Eig does focus on certain aspects with particular attention. Of these, Eig takes considerable time at various points to highlight King’s way with women. This ranges from the huge number of women he apparently courted when a young man, through to the substantial allegations of serial unfaithfulness. On the one hand I do recognise that there is a preponderance of evidence in this direction. On the other, there is very little proof, and King’s wife Coretta has maintained to this very day that he was not unfaithful. Such judgments are beyond us. I will say on this score, however, that you find among white evangelicals a consistent dismissal of King as a liberal and an adulterer, whereas Jonathan Edwards as slaveholder and George Whitefield as slave advocate are passed over with little mention. We ought not excuse the sins of great heroes, but rather face them with searing honesty.

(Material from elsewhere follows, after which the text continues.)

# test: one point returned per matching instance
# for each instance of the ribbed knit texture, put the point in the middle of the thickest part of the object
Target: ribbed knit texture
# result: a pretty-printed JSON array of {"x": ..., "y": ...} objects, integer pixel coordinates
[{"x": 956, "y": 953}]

In this respect Eig is seeking to do something proper, as he writes in his final pages (I paraphrase): in hallowing King we have hollowed him. Hagiography, even of the modern kind, empties out the human. Eig’s King is a human one, at every step. The flaws and faults are not overly magnified, they’re just there to see. The plagiarism, which again may bother us, but reflects who he was, and also that King himself lived and operated in a cultural context around reuse of materials that differs.
Something else Eig brings out that I didn’t really appreciate was just how obsessed J. Edgar Hoover became with King, with surveilling him, opposing him, seeking to discredit him, harassing him. Eig clearly and firmly ties the acquiescence of the FBI under Hoover with the events that eventually lead to King’s assassination.
Another aspect that as someone born after the Vietnam war I have never really grasped, is just how horrific and recent segregationist America was. Horrendous racism is not so long past us. The conditions of Black Americans up to the 50s and 60s was abhorrent. And that is not so long ago. I remind people here that forms of slavery for Australian Indigenous people persisted into the 60s. This is not the distant past.
King’s life was singularly focused though. From his youth he understood himself to have a calling to oppose segregation and to fight for the rights, and freedoms, of African Americans. He did understand this as a divine mission. He drew deeply upon the wells of faith, the prophetic tradition, the Black church. He was a preacher through and through. There would be no civil rights movement without the Christian faith of the Black church that birthed it and sustained it, and I dare say it would not have survived nor succeeded without the embrace of King’s doctrine of non-violence.
I sometimes think that Gandhi was God’s providential gift to the church from outside the church. Gandhi, for all his failure to grasp the gospel of Jesus Christ, reckoned perhaps more than anyone, with the political and civil implications of Jesus’ teachings of non-violence, and formed them into a principled means of obedience and disobedience for social change. King, more than anyone, took that understanding back into the church, and put it to work in a just cause. His unwavering commitment to the moral superiority of their position, expressed in the moral commitment to non-violence, led to the foundations for the civil rights movement as he led it. There is much here we ought to pay heed to.
King was not a prophet, but he was a prophetic voice. He understood deeply the call of the OT prophets, and Jesus, to speak for justice and to call people to account. He laid down his life for that cause. I note with great sadness that the historic Voting Rights Act is being disabled and dismantled in the US today, nullified in its effects, which is leading to significant changes in electoral eligibility and district mapping, all of which disproportionally disenfranchises Black and other minority voters. King’s life won a great struggle, but the cause of justice is never done in this world.
Can’t wait to read this one. It’s on my list. Very insightful remarks here about the evangelical Australia receptions. And also about the gift of Gandhi. As always, much indebted to your thinking and reading, Seumas.